- Flag
- Zone: Semien Gondar
- Region: Amhara Region

Area
- • Total: 1,257.79 km^{2} (485.64 sq mi)

Population (2012 est.)
- • Total: 154,924
- • Density: 123.17/km^{2} (319.01/sq mi)

= Mirab Belessa =

Mirab Belessa or West Belessa is one of the woredas in the Amhara Region of Ethiopia. It is named after the former province of Belessa, which lay in the same area.
Part of the Semien Gondar Zone, Mirab Belessa is bordered on the south by Debub Gondar Zone, on the west by Gondar Zuria, on the north by the Wegera, and on the east by Misraq Belessa. Towns in Mirab Belessa include Arbaya. Mirab Belessa was part of former Belessa woreda.

==Demographics==
A 2012 estimate puts the population at 154,924. This gives a population density of 123.17 people per square kilometer (319.01 people per square mile), given its area of 1257.79 square kilometers (485.64 square miles), significantly higher than the North Gondar Zone average of 70.19 people per square kilometer (181.80 people per square mile).

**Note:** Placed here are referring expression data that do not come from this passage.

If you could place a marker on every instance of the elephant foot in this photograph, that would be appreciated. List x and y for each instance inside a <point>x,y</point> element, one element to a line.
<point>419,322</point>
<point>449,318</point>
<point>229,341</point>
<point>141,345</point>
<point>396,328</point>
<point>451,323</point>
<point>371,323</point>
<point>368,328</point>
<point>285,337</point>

Based on the 2007 national census conducted by the Central Statistical Agency of Ethiopia (CSA), this woreda has a total population of 142,791, of whom 72,829 are men and 69,962 women; 7,666 or 5.4% are urban inhabitants.

The majority of the inhabitants practiced Ethiopian Orthodox Christianity, with 97% reporting that as their religion, while 2.9% of the population said they were Muslim.